Page MenuHomePhabricator

Skewed pageviews for Azerbaijani and Bulgarian Wikipedias, September, October and November 2016
Closed, DuplicatePublic

Description

I see odd data for Azerbaijani and Bulgarian Wikipedias in the pageviews tool.

The most striking examples are from Azerbaijani:
https://tools.wmflabs.org/siteviews/?platform=all-access&source=pageviews&agent=user&start=2016-08-01&end=2016-12-18&sites=az.wikipedia.org

You can see a jump up starting towards the end of October.

The most popular page, by far, is called "xss":

https://tools.wmflabs.org/topviews/?project=az.wikipedia.org&platform=all-access&date=2016-11&excludes=

You can see something similar also in Bulgarian, although on a much more modest scale:

https://tools.wmflabs.org/siteviews/?platform=all-access&source=pageviews&agent=user&start=2016-08-01&end=2016-12-18&sites=bg.wikipedia.org

And there, too, "xss" is the most popular page by far, though not as extremely as in Azerbaijani:

https://tools.wmflabs.org/topviews/?project=bg.wikipedia.org&platform=all-access&date=2016-09&excludes=
https://tools.wmflabs.org/topviews/?project=bg.wikipedia.org&platform=all-access&date=2016-10&excludes=

I don't see anything similar in other languages.

In both languages, "xss" is a page that doesn't exist.

I noticed these two languages, because they appeared to have strangely skewed data about interlanguage links clicks, which I'm tracking regularly.

It would be nice to understand why does this happen.

This reminds me slightly of T141506, although the reason is possibly different.

Event Timeline

Amire80 created this task.Dec 19 2016, 5:59 PM
Restricted Application added a project: Analytics. · View Herald TranscriptDec 19 2016, 5:59 PM
Restricted Application added subscribers: kerberizer, Aklapper. · View Herald Transcript
Amire80 updated the task description. (Show Details)Dec 19 2016, 6:07 PM
Nuria added a subscriber: Nuria.EditedDec 20 2016, 8:46 PM

Amire80: from report it is likely a bot looking for an exploit

Mediawiki returns 200 for requests that should be 404s (pages that do not exist) and from our end is not possible to distinguish those from pageviews.

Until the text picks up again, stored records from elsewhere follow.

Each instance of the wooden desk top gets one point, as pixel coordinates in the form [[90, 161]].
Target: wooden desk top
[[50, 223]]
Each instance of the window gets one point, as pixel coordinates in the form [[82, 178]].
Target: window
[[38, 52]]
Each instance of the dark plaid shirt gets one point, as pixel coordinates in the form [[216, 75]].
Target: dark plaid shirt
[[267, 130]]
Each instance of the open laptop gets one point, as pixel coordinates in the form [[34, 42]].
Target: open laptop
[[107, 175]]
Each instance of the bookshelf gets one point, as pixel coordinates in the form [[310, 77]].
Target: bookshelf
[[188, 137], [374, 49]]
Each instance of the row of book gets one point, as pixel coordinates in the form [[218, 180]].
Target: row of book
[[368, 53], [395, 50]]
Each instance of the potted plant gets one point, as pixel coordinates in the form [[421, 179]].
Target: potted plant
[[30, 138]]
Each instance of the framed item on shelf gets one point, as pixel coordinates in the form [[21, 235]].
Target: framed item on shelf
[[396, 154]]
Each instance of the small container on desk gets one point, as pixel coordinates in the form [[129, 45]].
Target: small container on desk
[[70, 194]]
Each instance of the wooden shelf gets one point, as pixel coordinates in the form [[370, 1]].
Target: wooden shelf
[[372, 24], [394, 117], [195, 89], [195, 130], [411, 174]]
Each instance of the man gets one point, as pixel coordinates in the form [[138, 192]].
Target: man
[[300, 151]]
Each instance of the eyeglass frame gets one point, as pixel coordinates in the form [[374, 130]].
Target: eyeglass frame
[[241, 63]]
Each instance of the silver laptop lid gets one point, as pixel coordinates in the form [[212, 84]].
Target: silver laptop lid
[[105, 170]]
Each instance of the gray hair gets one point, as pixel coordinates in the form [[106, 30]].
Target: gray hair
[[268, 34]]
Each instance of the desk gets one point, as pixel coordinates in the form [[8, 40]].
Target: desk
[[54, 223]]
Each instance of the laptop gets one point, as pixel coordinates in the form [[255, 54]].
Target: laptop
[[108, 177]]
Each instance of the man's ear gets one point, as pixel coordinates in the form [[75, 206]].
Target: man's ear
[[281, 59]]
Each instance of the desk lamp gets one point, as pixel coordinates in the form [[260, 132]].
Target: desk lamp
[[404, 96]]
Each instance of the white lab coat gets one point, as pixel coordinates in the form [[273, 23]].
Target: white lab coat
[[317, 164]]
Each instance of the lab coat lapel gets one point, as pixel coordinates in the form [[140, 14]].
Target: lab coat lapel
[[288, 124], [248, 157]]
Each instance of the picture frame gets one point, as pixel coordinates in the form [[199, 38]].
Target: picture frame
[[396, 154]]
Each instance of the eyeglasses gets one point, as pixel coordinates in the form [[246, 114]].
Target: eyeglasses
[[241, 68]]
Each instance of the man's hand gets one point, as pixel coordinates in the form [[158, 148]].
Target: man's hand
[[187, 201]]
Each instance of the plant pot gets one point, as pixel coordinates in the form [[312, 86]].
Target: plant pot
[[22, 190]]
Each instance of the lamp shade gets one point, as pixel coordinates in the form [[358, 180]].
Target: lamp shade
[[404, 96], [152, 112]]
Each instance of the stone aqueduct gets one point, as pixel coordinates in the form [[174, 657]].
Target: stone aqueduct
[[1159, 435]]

See: https://phabricator.wikimedia.org/T144100

Nuria edited projects, added Analytics-Kanban; removed Analytics.Jan 23 2017, 4:47 PM
JAllemandou moved this task from Next Up to In Progress on the Analytics-Kanban board.

More investigation:
Looking at December 2016 22nd:

These indeed fall into the big bucket of bots we don't catch :(

Nuria edited projects, added Analytics; removed Analytics-Kanban.Jan 31 2017, 9:11 PM

Untagging kanban. Adding as subtask of bot task

Tbayer added a subscriber: Tbayer.

Checking back for azwiki - see screenshot below - it appears to have ended there (exactly on christmas day BTW). But the culprit that @JAllemandou identified above is still generating an enormous amount of pageviews that are mistakenly classified as agent_type = 'user'. I have opened a new task about it, with more detail: T157528

Nuria added a comment.Feb 8 2017, 5:45 PM

@JAllemandou : sorry i should have looked into this closer, if this is a self-identified bot it should not be a subtask of this ticket, the cases we are agreggating here are the ones pertaining to bots that are not self-identified as such.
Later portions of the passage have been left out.